Lesson 1: Tenant Mix
The tenants in the new Texas A&M building form a diverse cross-section of medical organizations, but, more important, each has great credit. Their commitments to be a part of the project made it possible to negotiate very favorable debt financing and helped attract equity investment in the project. In short, great tenants with great credit mean lower risk for lenders and investors. In today’s economy, reducing risk is Job One.
Lesson 2: A Strong Developer
One key factor in attracting tenants, investors and lenders is a developer with very deep resources. Investors, tenants and lenders are searching for the comfort of low-risk deals; that’s the result of the financial turmoil of the past couple of years. Knowing that a big, credible player with an impeccable balance sheet is backing the deal goes a long way to providing all the players with good reason to believe their risk is minimized.
Of course, it’s not easy to assemble a deal that is virtually risk-free. That’s why Lesson 3 is critical.
Lesson 3: Patience
If it were easy, this kind of project would be popping up all over, but it’s not easy. It takes time, patience and persistence. You have to be willing to invest the time – likely a year or more – to build the relationships necessary to gain the commitments of high-quality tenants, investors and lenders. Keeping in mind that prospective medical office tenants are just as nervous as anyone else about the future, many of them will not be willing to commit to moving into your building. The more you can credibly demonstrate that you have absolutely minimized risk and that the project is on very solid financial ground, the more likely your prospective tenants will be to sign on. In turn, these commitments will impress investors and lenders.

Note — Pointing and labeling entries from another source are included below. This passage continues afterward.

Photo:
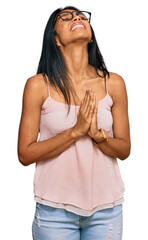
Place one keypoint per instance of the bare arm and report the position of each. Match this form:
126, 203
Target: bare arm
119, 146
31, 151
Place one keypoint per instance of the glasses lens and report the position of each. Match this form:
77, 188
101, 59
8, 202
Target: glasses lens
66, 15
84, 15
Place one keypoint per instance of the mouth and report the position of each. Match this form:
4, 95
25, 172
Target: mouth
76, 26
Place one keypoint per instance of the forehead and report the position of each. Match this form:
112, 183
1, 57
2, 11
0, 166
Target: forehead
69, 10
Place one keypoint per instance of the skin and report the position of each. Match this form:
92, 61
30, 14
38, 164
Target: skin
73, 45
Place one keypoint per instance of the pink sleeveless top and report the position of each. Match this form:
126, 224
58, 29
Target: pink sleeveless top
82, 179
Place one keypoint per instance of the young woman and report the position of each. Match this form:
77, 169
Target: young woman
81, 111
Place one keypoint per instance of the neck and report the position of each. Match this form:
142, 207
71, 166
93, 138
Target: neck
76, 60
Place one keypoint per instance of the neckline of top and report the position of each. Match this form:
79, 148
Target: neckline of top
72, 105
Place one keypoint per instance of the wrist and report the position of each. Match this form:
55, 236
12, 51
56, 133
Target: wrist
74, 133
100, 136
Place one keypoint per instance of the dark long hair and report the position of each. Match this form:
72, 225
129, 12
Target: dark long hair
52, 63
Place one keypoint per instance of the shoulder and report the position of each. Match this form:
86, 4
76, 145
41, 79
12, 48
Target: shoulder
34, 87
116, 85
35, 81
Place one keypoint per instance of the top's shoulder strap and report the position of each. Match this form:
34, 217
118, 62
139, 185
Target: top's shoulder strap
47, 84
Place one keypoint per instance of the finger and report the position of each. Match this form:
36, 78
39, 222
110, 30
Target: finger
87, 103
90, 109
85, 99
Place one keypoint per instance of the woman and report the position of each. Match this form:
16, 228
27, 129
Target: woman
81, 111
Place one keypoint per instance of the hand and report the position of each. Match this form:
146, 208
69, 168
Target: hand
84, 116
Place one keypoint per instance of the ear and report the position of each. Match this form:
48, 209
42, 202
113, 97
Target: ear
58, 42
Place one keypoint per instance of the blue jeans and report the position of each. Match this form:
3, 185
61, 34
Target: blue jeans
59, 224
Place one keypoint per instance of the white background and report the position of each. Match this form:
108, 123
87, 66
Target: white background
121, 31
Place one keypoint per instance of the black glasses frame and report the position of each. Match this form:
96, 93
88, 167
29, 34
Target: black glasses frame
77, 13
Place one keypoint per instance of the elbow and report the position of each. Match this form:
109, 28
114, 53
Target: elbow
22, 160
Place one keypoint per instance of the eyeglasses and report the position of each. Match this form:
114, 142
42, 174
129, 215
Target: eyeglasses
67, 15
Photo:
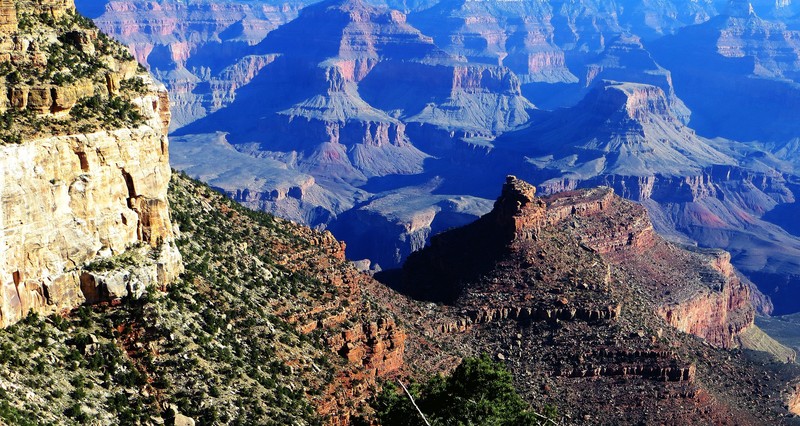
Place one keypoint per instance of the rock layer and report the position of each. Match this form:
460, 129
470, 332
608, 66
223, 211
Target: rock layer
73, 204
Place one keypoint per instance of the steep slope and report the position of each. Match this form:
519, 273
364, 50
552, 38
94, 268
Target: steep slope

If you’re the developer, you still have risk, of course, because you’re the one who has to invest a year or more of time to build the relationships and pull all the parties together. The payoff, however, thanks to all of this heavy lifting up front, will be a project with very little risk once all the contracts are signed.

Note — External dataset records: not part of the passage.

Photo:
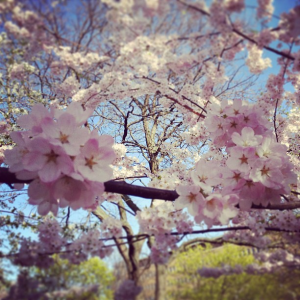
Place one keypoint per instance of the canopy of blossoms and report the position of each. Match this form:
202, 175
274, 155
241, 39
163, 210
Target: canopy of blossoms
151, 90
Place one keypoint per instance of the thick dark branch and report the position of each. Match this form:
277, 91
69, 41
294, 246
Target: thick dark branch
121, 187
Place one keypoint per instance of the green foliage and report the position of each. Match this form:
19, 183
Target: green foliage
280, 285
63, 275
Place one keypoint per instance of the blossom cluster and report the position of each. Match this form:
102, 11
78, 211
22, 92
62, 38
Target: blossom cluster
159, 221
256, 168
67, 163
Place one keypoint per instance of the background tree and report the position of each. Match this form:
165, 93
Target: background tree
245, 285
90, 279
157, 77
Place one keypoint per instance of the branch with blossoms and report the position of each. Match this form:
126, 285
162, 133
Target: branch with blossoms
124, 188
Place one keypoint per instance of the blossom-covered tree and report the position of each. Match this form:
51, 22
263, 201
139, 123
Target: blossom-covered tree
97, 95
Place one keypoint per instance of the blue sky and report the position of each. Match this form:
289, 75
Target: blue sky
280, 6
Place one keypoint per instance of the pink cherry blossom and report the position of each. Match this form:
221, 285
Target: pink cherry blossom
94, 159
48, 160
190, 197
247, 138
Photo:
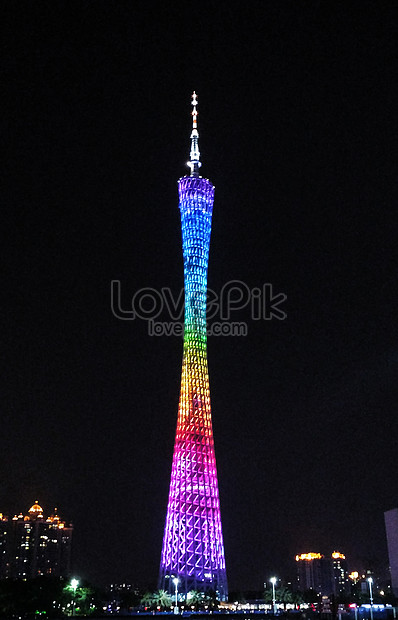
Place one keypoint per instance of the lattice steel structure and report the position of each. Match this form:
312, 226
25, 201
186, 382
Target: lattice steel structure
193, 549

The medical office building market is ripe for more public-private partnerships. State governments, public universities and healthcare systems are all running very short on capital and have little or no borrowing capacity. A creative, well-planned public-private partnership gets them the new buildings they need and they become tenants rather than owners, which keeps the costs off their balance sheets. It’s a great way to provide these institutions with access to capital at a time when many of them have no other options.
— Jeff Brown is a partner with Skanska HealthRealty and is based in College Station.